Lebih lanjut Agus menjelaskan, selain karena disebabkan kondisi daerah aliran sungai (DAS) kritis, banjir bandang juga bisa terjadi karena ada pertemuan dua anak sungai yang arus sungainya bertemu di satu titik tapi tidak mampu menampung banyaknya air. “Kalau model seperti ini perlu dipasang alat peringatan dini, sehingga ketika airnya naik penduduk di sekitarnya bisa menghindar,” katanya.

Agus menyarankan pemerintah dan instansi di bawahnya agar secara berkala meneliti dan menyusuri sungai yang pernah mengalami banjir bandang. Karena, menurutnya, banjir bandang bisa terulang ketika kondisi di hulu tetap tidak dibenahi. “Harus didata dan diatasi sungai mana saja yang pernah banjir bandang terutama yang sudah lama agar bisa dicegah,” ujarnya.

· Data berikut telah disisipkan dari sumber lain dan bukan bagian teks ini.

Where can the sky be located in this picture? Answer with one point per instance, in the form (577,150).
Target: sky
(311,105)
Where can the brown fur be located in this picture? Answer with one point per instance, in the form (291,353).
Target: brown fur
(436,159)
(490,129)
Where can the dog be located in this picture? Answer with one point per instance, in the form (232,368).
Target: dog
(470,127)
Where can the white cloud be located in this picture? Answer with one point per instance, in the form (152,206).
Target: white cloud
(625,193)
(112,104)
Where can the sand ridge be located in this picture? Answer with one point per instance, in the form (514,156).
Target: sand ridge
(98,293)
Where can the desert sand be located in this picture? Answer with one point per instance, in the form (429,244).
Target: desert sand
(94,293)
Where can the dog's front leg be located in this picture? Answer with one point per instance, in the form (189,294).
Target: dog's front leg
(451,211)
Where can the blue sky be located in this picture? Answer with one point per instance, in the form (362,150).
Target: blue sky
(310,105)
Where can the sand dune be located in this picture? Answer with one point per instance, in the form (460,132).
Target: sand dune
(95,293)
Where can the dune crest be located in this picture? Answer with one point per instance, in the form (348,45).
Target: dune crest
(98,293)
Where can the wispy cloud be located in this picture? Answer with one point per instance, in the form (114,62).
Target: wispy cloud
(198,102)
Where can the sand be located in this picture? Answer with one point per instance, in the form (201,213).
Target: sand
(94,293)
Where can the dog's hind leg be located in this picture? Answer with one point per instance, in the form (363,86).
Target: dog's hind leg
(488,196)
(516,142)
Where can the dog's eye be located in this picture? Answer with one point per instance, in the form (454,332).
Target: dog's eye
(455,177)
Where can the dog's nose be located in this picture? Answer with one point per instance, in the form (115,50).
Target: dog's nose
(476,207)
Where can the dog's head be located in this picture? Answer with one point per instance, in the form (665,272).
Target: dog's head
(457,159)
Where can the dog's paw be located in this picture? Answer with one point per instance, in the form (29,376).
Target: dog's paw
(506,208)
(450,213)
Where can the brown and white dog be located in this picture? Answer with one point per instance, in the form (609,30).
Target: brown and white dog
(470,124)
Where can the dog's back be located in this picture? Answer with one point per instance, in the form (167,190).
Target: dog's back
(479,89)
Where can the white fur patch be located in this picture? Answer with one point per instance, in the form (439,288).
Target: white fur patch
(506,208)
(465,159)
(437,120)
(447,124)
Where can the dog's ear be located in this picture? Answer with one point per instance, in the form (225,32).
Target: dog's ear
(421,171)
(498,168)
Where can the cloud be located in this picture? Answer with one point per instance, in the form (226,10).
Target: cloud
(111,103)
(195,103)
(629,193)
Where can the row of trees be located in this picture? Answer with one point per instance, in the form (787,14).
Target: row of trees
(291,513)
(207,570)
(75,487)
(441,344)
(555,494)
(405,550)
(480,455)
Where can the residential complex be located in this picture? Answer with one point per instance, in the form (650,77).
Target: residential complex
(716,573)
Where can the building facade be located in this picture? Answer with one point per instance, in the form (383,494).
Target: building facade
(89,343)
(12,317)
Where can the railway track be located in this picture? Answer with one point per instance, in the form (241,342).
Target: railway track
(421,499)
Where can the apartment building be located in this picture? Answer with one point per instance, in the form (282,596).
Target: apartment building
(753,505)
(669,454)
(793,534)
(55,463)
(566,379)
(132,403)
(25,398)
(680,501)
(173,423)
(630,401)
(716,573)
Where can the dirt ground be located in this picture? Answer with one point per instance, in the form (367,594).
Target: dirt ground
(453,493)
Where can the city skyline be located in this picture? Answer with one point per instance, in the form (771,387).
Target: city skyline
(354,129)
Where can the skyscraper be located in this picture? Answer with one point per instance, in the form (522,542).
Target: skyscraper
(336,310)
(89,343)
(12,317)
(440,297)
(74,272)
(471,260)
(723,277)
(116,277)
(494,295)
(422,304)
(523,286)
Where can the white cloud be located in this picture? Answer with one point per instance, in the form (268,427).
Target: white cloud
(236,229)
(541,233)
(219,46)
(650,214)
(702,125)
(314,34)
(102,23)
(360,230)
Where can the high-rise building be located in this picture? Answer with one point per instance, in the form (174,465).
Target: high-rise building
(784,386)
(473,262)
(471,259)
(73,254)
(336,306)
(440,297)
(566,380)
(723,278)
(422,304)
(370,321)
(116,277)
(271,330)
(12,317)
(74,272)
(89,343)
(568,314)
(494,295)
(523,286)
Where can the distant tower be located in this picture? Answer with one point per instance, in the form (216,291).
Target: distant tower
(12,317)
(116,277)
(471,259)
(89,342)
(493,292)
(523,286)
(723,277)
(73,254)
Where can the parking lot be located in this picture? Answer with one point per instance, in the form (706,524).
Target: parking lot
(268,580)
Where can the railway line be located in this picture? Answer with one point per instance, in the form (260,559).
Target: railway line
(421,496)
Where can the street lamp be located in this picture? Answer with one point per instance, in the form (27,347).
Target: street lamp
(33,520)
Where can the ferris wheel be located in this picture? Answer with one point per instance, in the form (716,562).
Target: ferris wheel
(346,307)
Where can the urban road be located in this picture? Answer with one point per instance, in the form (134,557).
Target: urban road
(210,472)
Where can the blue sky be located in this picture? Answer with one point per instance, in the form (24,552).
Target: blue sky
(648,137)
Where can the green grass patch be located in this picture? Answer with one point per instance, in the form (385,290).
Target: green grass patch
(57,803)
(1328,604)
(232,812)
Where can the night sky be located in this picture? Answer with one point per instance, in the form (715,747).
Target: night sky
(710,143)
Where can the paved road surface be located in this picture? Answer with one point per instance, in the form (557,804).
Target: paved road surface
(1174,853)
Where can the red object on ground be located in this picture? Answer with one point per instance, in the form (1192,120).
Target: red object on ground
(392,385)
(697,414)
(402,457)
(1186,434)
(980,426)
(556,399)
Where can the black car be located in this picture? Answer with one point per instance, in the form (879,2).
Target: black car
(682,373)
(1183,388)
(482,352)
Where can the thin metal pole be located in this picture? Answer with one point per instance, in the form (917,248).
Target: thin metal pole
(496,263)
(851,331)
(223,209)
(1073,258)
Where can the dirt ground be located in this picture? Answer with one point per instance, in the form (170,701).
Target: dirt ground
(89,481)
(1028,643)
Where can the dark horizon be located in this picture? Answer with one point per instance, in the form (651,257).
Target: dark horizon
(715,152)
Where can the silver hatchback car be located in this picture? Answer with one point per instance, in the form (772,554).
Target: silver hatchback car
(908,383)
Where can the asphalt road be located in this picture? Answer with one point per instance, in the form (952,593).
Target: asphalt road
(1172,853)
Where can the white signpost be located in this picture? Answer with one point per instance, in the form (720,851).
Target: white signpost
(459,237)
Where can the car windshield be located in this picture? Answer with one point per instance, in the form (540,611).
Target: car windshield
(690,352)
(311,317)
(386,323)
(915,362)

BACA JUGA: Banjir Bandang di Garut Akibat Rusaknya DAS Cimanuk

Di jumpai di acara yang sama, Menteri Pekerjaan Umum dan Perumahan Rakyat Basuki Hadimuljono mengungkapkan adanya kerusakan vegetasi di kawasan hulu Daerah Aliran Sungai (DAS) Cimanuk yang menyebabkan banjir bandang di Garut, Jawa Barat.

Ia mengaku bersama sejumlah pejabat turun meninjau lapangan. Menurutnya, harus ada usaha memperbaiki lingkungan di kawasan DAS Cimanuk. “Jika tidak segera diperbaiki, dikhawatirkan akan berulang bencana alam tersebut,” ujarnya.

Kondisi DAS, kata Basuki, sudah kritis dan sejak 1992 terus bertambah. Menurut dia, butuh peran semua pihak untuk memperbaiki DAS kritis.

Sebelumnya, Humas BNPB Sutopo Purwo Nugroho merilis, dari total 450 DAS, sekitar 118 DAS dalam kondisi kritis. Ia menilai, pemerintah lebih mengedepankan pengelolaan DAS dengan pembangunan fisik yang padat karya dan mahal. “Setelah dibangun, tidak ada perawatan. Pengelolaan DAS tidak hanya masalah fisik tapi juga harus memperhatikan aspek lingkungan,” kata Sutopo.